紫の花

 ここではリンは見つからなかった。

 この紫色の花と竜に会ったことがあるサキさんの存在は、少しでも手がかりになるだろうか。リンに繋がる道筋がまったく見えない。


「リン、いなかったね」

「そうしょげないで、思いがけないところで見つかるかもしれないし、帰り道でも情報があるかもしれない」

 涙ぐんでしまった僕の肩を爺ちゃんはぎゅっと引き寄せた。


 来た道を戻り、途中で一晩過ごしてから降りていくと放牧中のペータと会った。

「おはよう。ペータ」

「おはようアーク。用事は済んだの?」

「少しだけだけど、手がかりになるものがあったから用事はこれで終わり。明日はペータの家に寄ってチーズ作りを手伝うよ」

「わかった。俺達は夕方までここでヤギと過ごすから、帰りは一緒に家に行こう」

「それまで僕達はサキさんとお話してるね」

「あとで迎えに行く」


 赤い屋根の家の前を通ると、サキさんは庭に出ていて「おかえり」と出迎えてくれて、なんだかホッとしてしまった。


「サキさんこれ」

「なぁに?綺麗ね」

「竜の鱗だと思うんですけど、三つ見つけたので、一つどうぞ」

「ええっ。それってすごい力を持っていたり、とんでもなく高価に取引されていて希少なものとかじゃないのかしら」

 周りには誰もいないのに、サキさんは声のトーンを一つ落としてヒソヒソと話す。


「竜の気配は感じないので勘違いかもしれないのですが、リンの鱗に見た目が近いので、やっぱり鱗だと思うんです」

「すごい力とか籠ってたら貰えないから、勘違い位が丁度いいわ。
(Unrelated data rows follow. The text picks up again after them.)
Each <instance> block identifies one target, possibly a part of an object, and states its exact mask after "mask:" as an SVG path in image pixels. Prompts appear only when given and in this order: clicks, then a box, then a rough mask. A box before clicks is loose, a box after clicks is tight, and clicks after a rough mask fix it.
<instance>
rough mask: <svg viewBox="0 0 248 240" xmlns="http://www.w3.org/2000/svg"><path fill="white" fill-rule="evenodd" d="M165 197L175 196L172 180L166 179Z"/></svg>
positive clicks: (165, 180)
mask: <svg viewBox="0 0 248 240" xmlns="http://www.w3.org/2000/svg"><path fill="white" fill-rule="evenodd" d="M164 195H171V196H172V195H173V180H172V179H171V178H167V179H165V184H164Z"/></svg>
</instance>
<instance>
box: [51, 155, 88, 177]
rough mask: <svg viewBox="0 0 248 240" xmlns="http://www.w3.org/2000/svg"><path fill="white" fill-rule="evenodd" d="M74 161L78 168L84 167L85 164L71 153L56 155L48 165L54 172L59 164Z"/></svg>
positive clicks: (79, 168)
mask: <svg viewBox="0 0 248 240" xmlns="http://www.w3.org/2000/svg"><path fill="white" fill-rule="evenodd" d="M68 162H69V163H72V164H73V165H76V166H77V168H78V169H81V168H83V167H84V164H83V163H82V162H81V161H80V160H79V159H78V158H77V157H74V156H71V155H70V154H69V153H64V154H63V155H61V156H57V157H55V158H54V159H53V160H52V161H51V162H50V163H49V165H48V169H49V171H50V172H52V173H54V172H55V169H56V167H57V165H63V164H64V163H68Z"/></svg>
命を助けてくれた神竜様のものだと思うと嬉しいわ。それにものすごく綺麗。ありがとう」

 サキさんは鱗をぎゅっと胸元で握り締めて笑った。


 それから爺ちゃんが廃村の状況を説明して、紫の花の事をいろいろ聞いた。

「この花は昔から故郷の村で栽培されていたものなんでしょうか」

「村が無くなってと聞いて、後で主人と訪れた時に初めて見つけたわ。神竜様がいつも過ごしていた辺りに咲いていたから、神竜様がいなくなったかわりにこの花が生えたと思って持って帰ったの」


「やっぱり竜と無関係ではないかもしれません。今はまだわからないことだらけなので帰って調べてみます。それはとは別にこの花の使い方が気になるのですが教えて頂けますか、お茶の他に食用として使われたりもするのですか」

「そうね、そのまま食べるのは向かなかったわ。色どりはとてもかわいいけど、生で美味しいかどうかは微妙ね。あ、良いものがあるわよ」

 サキさんは家の中から持ってきたものをテーブルに広げた。


「花嫁さんがかぶるやつですよね」

 一番目についたのは輪になった花冠だ。

「それは良い香りだし見栄えはするけど、あまり使い道がなかったわ。飾りとして家の中に飾るくらいね、それよりコレね、石鹸や蝋燭に混ぜるとすごく良い香りがするの。鱗のお礼に一つずつあげるわ。結構人気商品だから使ってみてね」

「もったいなくて使えそうにないです」


 すごくいろいろ使える上に良い匂いでかわいい、竜のことは関係なく商売に使えそうで良いお花だった。